Even with a calm presentation it can be very difficult for leaders to confront others, for the reasons stated above. What can leaders do to overcome their concerns and be more willing to address problems head-on?

  1. Be prepared - Take the time to assess the situation as fully as possible. This includes understanding the concern thoroughly in addition to how it impacts you and the company, practically as well as emotionally. Try to separate out the less crucial components from the core considerations. Once you have that clear, prepare for what you will say in detail. In that process, seek to identify the other person's agenda and what her likely reaction will be. Use logic rather than emotion to frame your argument; if you're too worked emotionally up then you're not ready to move forward. Lastly, seek to identify what an ideal outcome would look like that brings success and satisfaction to you both.

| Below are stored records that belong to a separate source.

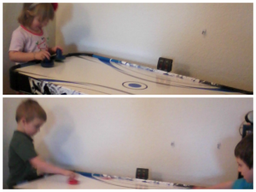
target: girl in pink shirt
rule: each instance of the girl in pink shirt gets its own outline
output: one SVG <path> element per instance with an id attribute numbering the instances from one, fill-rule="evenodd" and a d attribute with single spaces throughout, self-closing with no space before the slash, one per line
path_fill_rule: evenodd
<path id="1" fill-rule="evenodd" d="M 17 63 L 49 59 L 60 46 L 49 47 L 49 36 L 43 28 L 53 20 L 58 3 L 24 3 L 18 18 L 20 26 L 13 32 L 9 59 Z"/>

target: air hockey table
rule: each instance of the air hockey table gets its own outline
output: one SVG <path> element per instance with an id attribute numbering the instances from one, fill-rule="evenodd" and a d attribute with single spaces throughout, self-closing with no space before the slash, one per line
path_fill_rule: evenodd
<path id="1" fill-rule="evenodd" d="M 192 185 L 154 180 L 143 180 L 106 174 L 77 172 L 78 184 L 69 184 L 67 177 L 52 175 L 15 186 L 15 189 L 189 189 Z"/>
<path id="2" fill-rule="evenodd" d="M 11 89 L 34 95 L 252 95 L 252 91 L 87 53 L 53 67 L 39 61 L 9 69 Z M 51 57 L 55 61 L 55 55 Z"/>

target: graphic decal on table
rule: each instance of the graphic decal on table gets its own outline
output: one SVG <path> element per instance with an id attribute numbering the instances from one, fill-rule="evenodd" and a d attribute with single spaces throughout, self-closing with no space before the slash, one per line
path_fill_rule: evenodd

  2. Ask yourself, "How would I want to be approached?" - Oftentimes, the best measure for how best to advance an unpleasant conversation is to determine how you would like to be approached in such a situation. Unless you are one of those people who let things slide off of your back easily, your own intuition should guide you well. Naturally, setting and context are important. No one wants to be confronted in public or while they're in the middle of an important task. Ideally, they should know that the conversation is coming beforehand. This will help them begin to reflect about what might be bothering you. Of course, never begin any conversation if you are not in full control of your emotions. If you are not sure that you are ready to manage your emotions before the confrontation, role-play it with someone you trust and ask for feedback. Practice makes perfect, especially in cases such as these.

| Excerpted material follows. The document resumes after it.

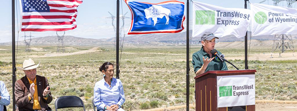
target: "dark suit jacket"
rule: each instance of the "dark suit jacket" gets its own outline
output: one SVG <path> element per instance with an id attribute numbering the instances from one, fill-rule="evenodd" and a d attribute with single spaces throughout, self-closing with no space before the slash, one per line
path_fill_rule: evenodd
<path id="1" fill-rule="evenodd" d="M 24 85 L 20 84 L 19 83 L 23 82 Z M 51 108 L 48 106 L 49 104 L 52 100 L 51 94 L 49 92 L 47 100 L 43 98 L 43 90 L 44 89 L 49 86 L 47 82 L 47 79 L 45 77 L 36 75 L 36 82 L 37 83 L 37 90 L 38 92 L 38 100 L 39 104 L 41 106 L 41 109 L 43 111 L 49 110 Z M 26 76 L 18 80 L 15 83 L 15 97 L 16 102 L 18 107 L 17 111 L 31 111 L 34 110 L 33 107 L 33 98 L 32 98 L 30 101 L 28 97 L 28 95 L 30 93 L 30 83 L 29 80 Z"/>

  3. Keep the conversation issues oriented - There is nothing wrong with being hard on the issues, so long as you remain soft on the person. Affirm your relationship with her and express your commitment to doing what you can to help achieve a positive outcome. Also express what is working before hitting home on the concerns. When expressing the problems, demonstrate as much care, respect, and compassion as you can muster. Once you have completed your opening statement stop talking. Don't hedge, qualify or compromise what you have said. Let the other person respond, and really seek to listen. Do your best to not argue. Stay calm, centered and focused.
  4. Be open to a new outcome - Though you will spend time thinking about your desired outcome and then rehearsing how to achieve it, it pays to remain open to the possibility of arriving at a different solution. Explore and discuss potential solutions and alternatives, and try to focus on both parties' individual needs and wants.
  5. Set a course of action - Once you have arrived at an agreement decide on a follow-up plan. What will each person will do to address the issue? Make sure that the goals that you set are S.M.A.R.T. (specific, measurable, achievable, realistic and timely) and come with an attached timeframe. Then make every effort to stay to the agreed to process.